Periode lima tahun ke balik sulit menunjukkan ada Menteri yang menonjol prestasinya. Malah banyak Menteri amburadul. Bau "septic tank" korupsi. Ini tidak bisa dipisahkan dari minimnya juga prestasi Presiden. Kini seperti bertarung mati-matian buat mendapatkan jatah Menteri. Ingin masuk dalam lingkaran inti kekuasaan. Bila perlu mengorbankan harga diri pribadi, kelompok, atau partai. Yang penting dapat kursi ketika ini, urusan besok besok lagi. Tipu tipu nanti juga.

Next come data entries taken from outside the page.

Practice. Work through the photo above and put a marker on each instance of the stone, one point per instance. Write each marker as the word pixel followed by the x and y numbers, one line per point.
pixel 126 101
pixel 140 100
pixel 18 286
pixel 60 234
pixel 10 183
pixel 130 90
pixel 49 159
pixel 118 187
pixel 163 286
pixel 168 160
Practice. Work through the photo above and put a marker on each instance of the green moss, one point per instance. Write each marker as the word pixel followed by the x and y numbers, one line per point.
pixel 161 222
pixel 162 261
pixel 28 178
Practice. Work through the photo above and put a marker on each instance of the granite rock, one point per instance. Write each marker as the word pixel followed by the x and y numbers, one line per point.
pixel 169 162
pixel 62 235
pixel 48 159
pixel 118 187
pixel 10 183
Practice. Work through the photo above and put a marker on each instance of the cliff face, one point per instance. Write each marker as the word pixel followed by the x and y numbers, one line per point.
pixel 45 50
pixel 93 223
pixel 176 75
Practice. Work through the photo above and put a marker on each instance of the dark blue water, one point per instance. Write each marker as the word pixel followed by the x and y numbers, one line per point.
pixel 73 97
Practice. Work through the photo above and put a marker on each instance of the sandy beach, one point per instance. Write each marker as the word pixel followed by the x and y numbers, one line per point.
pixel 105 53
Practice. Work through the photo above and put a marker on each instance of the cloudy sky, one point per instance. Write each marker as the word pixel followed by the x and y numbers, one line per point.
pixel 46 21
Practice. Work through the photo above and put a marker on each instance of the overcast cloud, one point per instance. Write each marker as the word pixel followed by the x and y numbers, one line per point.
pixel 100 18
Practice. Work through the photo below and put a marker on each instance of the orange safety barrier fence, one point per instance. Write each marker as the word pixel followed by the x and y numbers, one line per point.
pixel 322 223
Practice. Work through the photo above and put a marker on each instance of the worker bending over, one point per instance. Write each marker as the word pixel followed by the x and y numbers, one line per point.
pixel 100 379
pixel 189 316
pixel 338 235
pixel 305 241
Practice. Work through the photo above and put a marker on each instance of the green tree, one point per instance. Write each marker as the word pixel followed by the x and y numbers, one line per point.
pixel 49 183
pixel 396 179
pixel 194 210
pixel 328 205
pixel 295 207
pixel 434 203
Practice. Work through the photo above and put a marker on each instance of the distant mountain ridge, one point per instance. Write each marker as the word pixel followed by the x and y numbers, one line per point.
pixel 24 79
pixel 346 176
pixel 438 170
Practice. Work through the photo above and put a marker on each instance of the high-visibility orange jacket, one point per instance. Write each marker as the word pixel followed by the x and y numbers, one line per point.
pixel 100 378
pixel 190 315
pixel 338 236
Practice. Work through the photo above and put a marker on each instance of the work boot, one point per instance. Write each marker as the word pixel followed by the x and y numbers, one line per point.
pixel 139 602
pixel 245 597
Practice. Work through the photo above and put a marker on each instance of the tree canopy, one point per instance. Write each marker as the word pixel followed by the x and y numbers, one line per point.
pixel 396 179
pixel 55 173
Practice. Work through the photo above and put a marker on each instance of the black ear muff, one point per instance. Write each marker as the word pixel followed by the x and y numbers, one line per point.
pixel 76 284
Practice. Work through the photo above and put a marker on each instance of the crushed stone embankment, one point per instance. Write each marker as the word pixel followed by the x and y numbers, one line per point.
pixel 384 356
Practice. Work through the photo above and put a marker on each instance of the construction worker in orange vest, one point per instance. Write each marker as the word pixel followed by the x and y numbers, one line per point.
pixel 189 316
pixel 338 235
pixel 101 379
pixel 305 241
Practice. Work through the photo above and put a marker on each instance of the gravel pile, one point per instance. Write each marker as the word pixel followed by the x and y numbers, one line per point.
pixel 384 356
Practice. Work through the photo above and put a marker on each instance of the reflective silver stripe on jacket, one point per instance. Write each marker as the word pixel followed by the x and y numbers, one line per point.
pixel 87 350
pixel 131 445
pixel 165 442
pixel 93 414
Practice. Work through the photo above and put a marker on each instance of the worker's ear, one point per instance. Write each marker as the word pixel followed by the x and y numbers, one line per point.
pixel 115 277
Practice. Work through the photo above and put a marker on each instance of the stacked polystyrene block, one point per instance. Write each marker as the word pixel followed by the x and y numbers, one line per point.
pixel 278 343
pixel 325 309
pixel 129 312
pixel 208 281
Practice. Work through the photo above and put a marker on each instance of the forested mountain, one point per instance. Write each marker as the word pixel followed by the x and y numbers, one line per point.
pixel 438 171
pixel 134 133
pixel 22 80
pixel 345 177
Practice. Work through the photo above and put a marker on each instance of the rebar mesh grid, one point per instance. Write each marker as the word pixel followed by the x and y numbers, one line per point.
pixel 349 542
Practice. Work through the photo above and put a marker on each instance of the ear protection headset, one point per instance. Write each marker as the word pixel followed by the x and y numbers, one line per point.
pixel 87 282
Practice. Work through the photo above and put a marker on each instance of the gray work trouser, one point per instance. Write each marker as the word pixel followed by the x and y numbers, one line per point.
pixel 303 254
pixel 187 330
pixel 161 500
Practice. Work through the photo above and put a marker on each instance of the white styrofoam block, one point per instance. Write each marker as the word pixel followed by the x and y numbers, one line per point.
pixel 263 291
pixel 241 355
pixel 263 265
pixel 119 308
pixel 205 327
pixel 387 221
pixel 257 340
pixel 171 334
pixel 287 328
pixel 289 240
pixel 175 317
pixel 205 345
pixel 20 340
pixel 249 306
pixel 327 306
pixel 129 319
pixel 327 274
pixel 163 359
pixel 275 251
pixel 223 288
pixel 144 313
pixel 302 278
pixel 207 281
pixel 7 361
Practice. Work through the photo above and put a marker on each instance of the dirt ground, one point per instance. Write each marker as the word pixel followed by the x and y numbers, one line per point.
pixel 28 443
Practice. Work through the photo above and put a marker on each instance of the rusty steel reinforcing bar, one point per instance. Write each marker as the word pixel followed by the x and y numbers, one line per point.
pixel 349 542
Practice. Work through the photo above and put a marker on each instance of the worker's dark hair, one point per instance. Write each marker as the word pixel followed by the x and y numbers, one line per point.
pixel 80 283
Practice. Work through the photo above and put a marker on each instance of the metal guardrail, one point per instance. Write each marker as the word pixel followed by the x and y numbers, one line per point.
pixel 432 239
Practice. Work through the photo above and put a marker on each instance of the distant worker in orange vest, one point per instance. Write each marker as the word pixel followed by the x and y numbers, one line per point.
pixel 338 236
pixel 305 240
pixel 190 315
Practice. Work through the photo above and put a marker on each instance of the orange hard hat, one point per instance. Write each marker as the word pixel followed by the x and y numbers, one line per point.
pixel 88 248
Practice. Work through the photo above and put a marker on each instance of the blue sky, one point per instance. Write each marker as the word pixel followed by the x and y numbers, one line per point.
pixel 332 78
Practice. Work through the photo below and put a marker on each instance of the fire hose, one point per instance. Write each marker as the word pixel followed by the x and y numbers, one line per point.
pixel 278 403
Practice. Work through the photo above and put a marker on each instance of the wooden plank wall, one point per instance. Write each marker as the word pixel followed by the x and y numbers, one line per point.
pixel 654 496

Jokowi Presiden kontroversi meski "pendiam". Persoalan jati diri belum selesai. Tumbal Pilpres belum dipertanggungjawabkan. Mahasiswa korban tembak serta siksaan masih menggantung serta diambangkan. BPJS semakin mencekik. Asing diundang habis. Paranormal menguasai Istana menggeser ulama serta agama. Nepotisme mulai dibangun. Infrastruktur menjadi berhala. Aparat kurang bersahabat dengan rakyat. Semua di bawah kendali serta sepengetahuan. Republik seperti Kerajaan sebab rakyat tidak berdaulat.
Daulat raja membuat pejabat serta "orang dekat" berwatak penjilat.
Malu semestinya menjadi Menteri. Penghormatan masyarakat tengah meredup. Menteri bermain berputar-putar mengatasnamakan pelayanan publik. Padahal publik kini merasa tengah dipaksa buat melayani. Maklum "the King can do no wrong". Membentak, senyum, nyinyir, atau tertawa pun selalu benar. Buang angin menjadi penggalan kebenaran pula. Jokowi perlu berbenah drastis agar rakyat percaya serta mendukung. Menteri Menteri jangan menjadi punakawan "tanpa reserve". Disuruh berbaju putih ikut semua berbaju putih. Karena itu ialah perilaku tidak mulya. Entah apakah sastrawan Taufik Ismail masih bersemangat buat membuat puisi berjudul "Aku Malu Menjadi Menteri Jokowi".